Background information
- Origin: Germany
- Genres: Progressive rock, psychedelic rock, electronic rock, krautrock
- Years active: 1986–present
- Label: 2L Productions
- Members: Norbert Krueler (vocals, keyboards, guitars, bass) Support: Matthias Mehrtens (guitars) Mike Bach (drums)
- Website: www.shamall.com

= Shamall =

Shamall (Shamal, which loosely translates as "hot desert wind") features music which is a fusion of progressive rock, electronic, rock, pop, and classical. The project was founded by the German musician and producer Norbert Krueler in 1986.

==History==
At the beginning of the seventies, Norbert Krueler used simple radio tubes, a microphone and a regular acoustic guitar to create new sound effects. A local concert promoter became aware of the young artist and enabled him to support many acts of popular German Krautrock bands like Grobschnitt, King Pin Meh, Birth Control and Kraan. As music clubs boomed, Norbert swapped the live stage for a DJ stand for financial reasons.

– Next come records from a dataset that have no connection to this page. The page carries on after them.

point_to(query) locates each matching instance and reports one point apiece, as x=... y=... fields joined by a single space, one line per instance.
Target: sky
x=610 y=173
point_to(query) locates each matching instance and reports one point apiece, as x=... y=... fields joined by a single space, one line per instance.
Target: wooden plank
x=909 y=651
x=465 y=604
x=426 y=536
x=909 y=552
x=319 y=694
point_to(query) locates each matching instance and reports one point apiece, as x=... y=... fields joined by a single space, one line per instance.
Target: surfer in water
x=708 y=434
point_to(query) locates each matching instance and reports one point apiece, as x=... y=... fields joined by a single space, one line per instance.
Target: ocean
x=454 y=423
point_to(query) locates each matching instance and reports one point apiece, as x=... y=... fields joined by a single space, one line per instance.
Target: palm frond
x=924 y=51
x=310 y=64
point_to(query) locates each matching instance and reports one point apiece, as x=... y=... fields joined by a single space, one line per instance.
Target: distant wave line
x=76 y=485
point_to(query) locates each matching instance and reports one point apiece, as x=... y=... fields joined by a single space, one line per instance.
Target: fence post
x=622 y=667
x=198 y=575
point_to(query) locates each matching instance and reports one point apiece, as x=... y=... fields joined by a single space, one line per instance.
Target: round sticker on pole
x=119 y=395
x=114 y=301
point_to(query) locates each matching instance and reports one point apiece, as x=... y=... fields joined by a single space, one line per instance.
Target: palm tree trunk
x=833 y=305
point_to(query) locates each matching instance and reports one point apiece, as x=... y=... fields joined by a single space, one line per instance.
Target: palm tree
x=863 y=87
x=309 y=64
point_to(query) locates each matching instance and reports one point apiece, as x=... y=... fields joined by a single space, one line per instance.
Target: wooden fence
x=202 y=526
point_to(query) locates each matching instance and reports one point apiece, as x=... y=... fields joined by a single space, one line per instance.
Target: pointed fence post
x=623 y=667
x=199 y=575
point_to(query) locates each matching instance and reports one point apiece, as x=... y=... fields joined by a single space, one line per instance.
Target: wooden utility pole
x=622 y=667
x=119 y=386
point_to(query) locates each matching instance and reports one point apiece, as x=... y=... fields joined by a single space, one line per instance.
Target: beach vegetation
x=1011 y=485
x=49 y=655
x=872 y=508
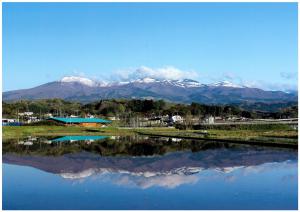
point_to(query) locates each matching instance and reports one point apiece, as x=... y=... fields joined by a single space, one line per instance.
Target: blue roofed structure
x=81 y=121
x=80 y=138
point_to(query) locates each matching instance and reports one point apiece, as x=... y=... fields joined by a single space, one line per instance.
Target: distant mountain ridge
x=183 y=91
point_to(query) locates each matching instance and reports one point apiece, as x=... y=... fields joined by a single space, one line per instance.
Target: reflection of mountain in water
x=168 y=170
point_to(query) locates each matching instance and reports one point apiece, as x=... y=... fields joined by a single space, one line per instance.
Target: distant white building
x=26 y=114
x=7 y=121
x=48 y=115
x=176 y=119
x=209 y=120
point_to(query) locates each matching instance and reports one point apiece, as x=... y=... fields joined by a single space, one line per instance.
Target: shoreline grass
x=268 y=137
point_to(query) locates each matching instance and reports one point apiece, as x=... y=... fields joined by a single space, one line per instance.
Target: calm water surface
x=146 y=173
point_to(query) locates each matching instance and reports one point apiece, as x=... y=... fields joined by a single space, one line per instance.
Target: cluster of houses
x=90 y=120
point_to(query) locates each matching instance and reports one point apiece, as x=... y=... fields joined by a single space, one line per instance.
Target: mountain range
x=184 y=91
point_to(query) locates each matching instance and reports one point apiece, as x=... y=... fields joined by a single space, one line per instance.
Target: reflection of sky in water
x=216 y=176
x=265 y=186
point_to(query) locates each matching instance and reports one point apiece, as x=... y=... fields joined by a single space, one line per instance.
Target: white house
x=209 y=120
x=176 y=119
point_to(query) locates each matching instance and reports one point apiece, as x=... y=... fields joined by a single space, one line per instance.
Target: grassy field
x=23 y=131
x=279 y=135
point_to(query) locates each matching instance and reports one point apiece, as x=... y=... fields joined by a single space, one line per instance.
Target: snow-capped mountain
x=185 y=90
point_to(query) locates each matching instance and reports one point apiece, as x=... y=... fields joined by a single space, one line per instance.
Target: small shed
x=86 y=122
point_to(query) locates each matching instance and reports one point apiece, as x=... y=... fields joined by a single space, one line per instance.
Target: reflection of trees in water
x=125 y=145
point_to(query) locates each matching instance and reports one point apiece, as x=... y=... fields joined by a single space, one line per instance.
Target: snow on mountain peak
x=81 y=80
x=226 y=84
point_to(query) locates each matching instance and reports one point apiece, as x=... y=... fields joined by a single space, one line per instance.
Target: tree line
x=136 y=107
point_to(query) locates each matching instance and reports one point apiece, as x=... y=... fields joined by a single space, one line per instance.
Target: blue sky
x=249 y=43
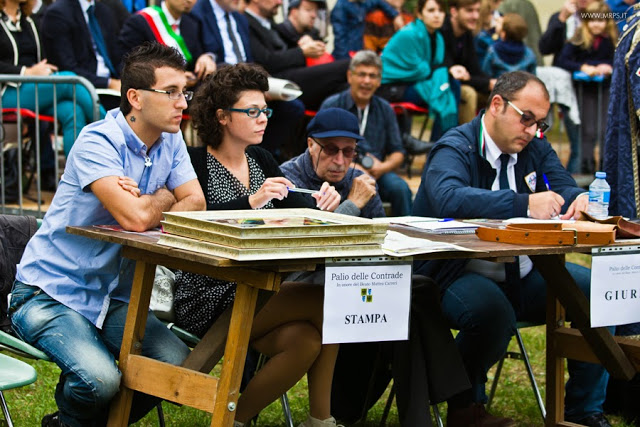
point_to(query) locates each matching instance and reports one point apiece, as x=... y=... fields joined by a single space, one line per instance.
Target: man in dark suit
x=301 y=21
x=173 y=25
x=220 y=19
x=69 y=42
x=270 y=51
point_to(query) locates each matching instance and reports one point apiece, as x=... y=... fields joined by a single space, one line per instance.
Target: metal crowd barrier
x=21 y=116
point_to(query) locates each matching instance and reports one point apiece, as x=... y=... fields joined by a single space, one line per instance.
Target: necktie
x=511 y=269
x=232 y=37
x=96 y=34
x=504 y=164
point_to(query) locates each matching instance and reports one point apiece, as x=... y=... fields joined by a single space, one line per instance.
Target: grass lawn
x=514 y=397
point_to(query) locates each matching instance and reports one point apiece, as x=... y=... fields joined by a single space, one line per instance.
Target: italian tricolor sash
x=162 y=31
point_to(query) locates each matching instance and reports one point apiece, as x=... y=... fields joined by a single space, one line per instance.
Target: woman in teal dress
x=415 y=56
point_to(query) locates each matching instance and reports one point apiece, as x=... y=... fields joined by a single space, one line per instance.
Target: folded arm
x=141 y=213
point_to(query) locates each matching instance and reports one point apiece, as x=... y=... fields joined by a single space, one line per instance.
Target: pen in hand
x=302 y=190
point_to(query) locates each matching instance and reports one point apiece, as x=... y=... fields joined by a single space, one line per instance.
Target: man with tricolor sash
x=170 y=24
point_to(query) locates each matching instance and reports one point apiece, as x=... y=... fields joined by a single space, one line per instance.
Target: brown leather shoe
x=475 y=415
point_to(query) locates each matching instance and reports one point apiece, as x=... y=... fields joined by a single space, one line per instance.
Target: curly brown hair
x=220 y=91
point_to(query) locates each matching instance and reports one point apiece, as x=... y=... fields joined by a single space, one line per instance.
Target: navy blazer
x=136 y=31
x=67 y=41
x=211 y=38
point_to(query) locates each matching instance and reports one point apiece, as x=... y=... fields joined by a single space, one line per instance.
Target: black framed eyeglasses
x=528 y=120
x=332 y=150
x=253 y=112
x=173 y=94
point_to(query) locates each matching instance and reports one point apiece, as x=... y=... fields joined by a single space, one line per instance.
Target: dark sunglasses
x=529 y=120
x=332 y=150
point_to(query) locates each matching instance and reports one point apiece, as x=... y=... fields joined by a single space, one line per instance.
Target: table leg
x=234 y=356
x=132 y=337
x=555 y=363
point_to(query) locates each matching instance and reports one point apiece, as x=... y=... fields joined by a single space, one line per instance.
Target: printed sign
x=365 y=303
x=615 y=288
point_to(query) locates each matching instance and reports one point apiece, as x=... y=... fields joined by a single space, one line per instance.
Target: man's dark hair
x=140 y=64
x=220 y=91
x=420 y=5
x=365 y=57
x=509 y=84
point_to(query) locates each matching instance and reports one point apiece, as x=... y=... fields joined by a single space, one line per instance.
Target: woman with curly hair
x=230 y=115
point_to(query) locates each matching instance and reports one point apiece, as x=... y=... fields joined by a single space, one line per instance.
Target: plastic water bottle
x=599 y=192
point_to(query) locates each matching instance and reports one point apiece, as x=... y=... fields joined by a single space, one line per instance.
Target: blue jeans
x=87 y=355
x=486 y=318
x=64 y=100
x=395 y=190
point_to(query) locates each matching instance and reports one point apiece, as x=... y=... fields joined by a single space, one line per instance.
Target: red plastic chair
x=11 y=115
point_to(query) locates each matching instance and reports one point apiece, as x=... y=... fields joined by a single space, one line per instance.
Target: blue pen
x=303 y=190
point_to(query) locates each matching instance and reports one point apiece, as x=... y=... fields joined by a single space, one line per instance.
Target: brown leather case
x=624 y=229
x=580 y=232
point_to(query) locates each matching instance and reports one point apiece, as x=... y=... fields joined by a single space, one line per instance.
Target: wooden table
x=191 y=385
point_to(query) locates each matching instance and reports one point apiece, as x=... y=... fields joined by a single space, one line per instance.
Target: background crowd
x=453 y=58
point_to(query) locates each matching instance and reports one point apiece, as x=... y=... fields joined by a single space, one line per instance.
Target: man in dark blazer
x=137 y=30
x=270 y=51
x=211 y=14
x=68 y=43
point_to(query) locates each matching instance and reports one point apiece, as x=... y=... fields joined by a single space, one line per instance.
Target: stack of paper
x=432 y=225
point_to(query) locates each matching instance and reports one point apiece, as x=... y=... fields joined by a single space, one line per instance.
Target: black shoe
x=593 y=420
x=415 y=145
x=52 y=420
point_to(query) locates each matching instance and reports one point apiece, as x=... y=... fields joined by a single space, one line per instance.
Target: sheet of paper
x=397 y=244
x=615 y=290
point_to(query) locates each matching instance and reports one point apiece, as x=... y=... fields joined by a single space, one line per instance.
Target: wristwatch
x=366 y=161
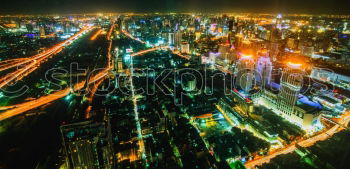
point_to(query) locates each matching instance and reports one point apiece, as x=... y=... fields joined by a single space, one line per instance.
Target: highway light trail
x=23 y=107
x=93 y=37
x=18 y=109
x=36 y=60
x=138 y=125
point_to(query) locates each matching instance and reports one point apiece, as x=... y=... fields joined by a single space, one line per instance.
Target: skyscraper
x=245 y=73
x=178 y=39
x=88 y=145
x=263 y=69
x=291 y=83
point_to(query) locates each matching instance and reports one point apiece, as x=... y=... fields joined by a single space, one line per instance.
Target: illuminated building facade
x=185 y=48
x=293 y=106
x=178 y=39
x=245 y=73
x=291 y=83
x=263 y=69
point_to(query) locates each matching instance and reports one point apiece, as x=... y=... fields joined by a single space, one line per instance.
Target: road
x=18 y=109
x=32 y=63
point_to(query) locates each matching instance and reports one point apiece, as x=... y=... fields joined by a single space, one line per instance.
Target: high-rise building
x=88 y=145
x=291 y=83
x=245 y=72
x=171 y=39
x=42 y=31
x=178 y=39
x=307 y=51
x=263 y=69
x=185 y=48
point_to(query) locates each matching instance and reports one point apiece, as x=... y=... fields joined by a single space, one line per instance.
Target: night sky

At the end of 1984, Norbert started to make his own music again. He availed himself of the technical progress and added rhythmic experimental music compositions to a laser show for his club audience. These compositions were available only for his club audience and never released to the public.

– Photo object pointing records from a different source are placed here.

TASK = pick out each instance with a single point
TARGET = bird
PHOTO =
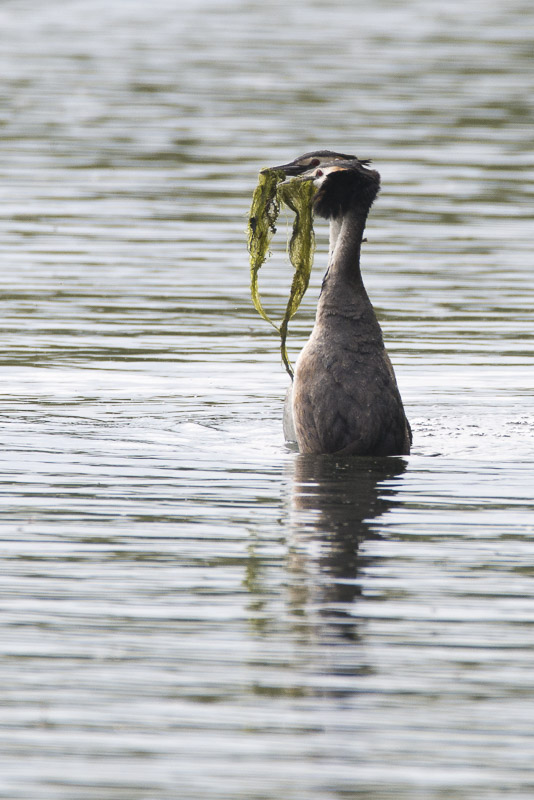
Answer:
(344, 399)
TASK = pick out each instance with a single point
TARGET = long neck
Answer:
(346, 235)
(343, 296)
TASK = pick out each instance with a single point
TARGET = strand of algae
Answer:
(268, 196)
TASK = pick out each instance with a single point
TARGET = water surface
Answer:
(190, 609)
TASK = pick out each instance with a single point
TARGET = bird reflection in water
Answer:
(335, 505)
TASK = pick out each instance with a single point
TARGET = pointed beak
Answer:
(288, 169)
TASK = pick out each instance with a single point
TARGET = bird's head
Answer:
(309, 161)
(342, 185)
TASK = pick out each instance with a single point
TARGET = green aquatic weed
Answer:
(268, 196)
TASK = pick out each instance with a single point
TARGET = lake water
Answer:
(189, 609)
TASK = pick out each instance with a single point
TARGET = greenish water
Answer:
(188, 608)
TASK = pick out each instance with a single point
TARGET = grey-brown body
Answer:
(345, 397)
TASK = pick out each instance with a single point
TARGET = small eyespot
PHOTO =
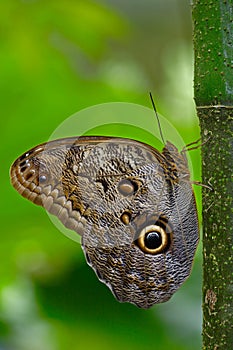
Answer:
(127, 187)
(153, 239)
(126, 217)
(43, 179)
(29, 175)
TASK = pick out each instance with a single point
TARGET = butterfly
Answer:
(132, 205)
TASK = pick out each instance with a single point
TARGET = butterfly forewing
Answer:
(133, 206)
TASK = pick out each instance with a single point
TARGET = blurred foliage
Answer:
(58, 57)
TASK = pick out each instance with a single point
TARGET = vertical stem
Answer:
(213, 90)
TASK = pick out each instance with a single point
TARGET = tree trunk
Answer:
(213, 90)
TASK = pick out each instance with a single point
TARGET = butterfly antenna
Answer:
(157, 117)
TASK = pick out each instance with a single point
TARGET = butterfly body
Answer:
(133, 206)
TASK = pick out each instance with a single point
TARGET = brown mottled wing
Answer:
(113, 191)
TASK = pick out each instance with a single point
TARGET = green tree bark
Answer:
(213, 90)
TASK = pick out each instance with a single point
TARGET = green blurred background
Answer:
(58, 57)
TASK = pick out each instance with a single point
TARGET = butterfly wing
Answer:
(134, 210)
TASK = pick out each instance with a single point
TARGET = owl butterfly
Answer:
(133, 206)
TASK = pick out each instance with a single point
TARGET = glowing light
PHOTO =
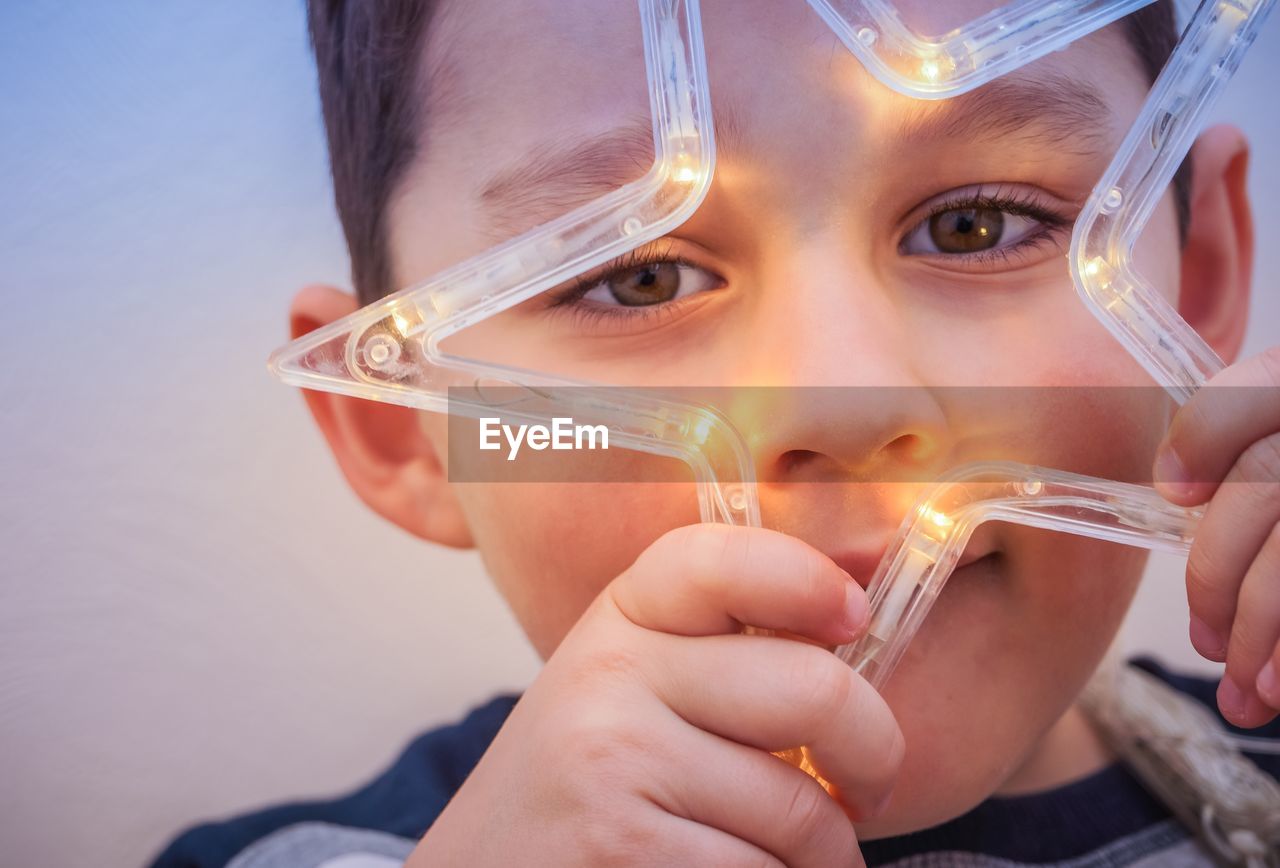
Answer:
(702, 429)
(940, 520)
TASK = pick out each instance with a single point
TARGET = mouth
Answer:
(862, 562)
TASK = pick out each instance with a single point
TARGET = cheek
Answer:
(999, 661)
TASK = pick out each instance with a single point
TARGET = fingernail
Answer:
(1230, 699)
(855, 608)
(1207, 640)
(1171, 473)
(1269, 685)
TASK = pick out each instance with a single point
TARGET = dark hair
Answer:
(369, 55)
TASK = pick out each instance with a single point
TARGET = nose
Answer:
(842, 397)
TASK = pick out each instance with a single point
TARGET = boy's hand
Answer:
(647, 738)
(1224, 448)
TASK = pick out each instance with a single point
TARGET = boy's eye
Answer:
(960, 231)
(650, 283)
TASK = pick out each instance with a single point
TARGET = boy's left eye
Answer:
(965, 231)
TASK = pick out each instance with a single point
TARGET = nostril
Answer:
(795, 460)
(913, 447)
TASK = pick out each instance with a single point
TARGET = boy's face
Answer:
(824, 256)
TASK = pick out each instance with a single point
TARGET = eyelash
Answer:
(1006, 202)
(570, 297)
(568, 300)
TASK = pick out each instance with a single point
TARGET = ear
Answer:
(1217, 255)
(382, 450)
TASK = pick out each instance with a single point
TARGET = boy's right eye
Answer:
(649, 283)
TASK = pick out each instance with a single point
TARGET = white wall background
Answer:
(196, 616)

Finally, a record company became aware of Norbert's work. But his long, experimental tracks were not suited for airplay, so Norbert had to add vocals and shorten his tracks for commercial reasons. With the help of the musicians Michael Jaspers and Detlef Reder, Norbert released, under the pseudonym Shamall, the debut single My Dream in 1986. The music style was Italo disco, and My Dream reached number 9 on the German DJ Top 40 charts. Shortly after, Michael Jaspers left the project. Norbert Krueler and Detlef Reder produced the second single Feeling Like a Stranger in 1987 with similar success. Two years later, Detlef Reder left Shamall.

Since then, Shamall is a "virtual band project" with different musicians.

==Musical style==
The singles my dream and feeling like a stranger are categorized as Italo disco. After that Shamall's musical style changed. The album Journey to a Nightmare (1989) is the first of many releases in the style of electronic music. Moments of Illusion is the second and Shamall's most successful album to date. It contains the track physical visions which was used by T-Online and Time Life for advertising purposes. The following longplayer Mirror to Eternity (1993), In Search of Precision (1994) and This Island Earth (1997) were reviewed by Matt Howarth at Space.com as "music with fascinating sound and emotional depth".

At the end of 1998 the double-cd Influences was released. A German prog-magazine (DURP) describes Shamall as "ambient progrock".

Altogether, nearly over a whole decade psychedelic sounds, elements of symphonic rock and electronic music mould Shamall's style of music in this era (1989–1999).

The following release The Book of Genesis from June 2001 commenced another change of Shamall's music style. The main theme New Age Krautrock Symphony was awarded by the audience of German radioshow "Schwingungen" as "best song of 2001".
Formerly categorized as electronic music, Shamall's music becomes now more native. Vocals and guitars play a major role in recent releases, starting with the album who do they think they are, a concept album about the gulf war. Both follower Ambiguous points of view (2006) and Questions of Life (2008) were classified as psychedelic Krautrock and progressive rock.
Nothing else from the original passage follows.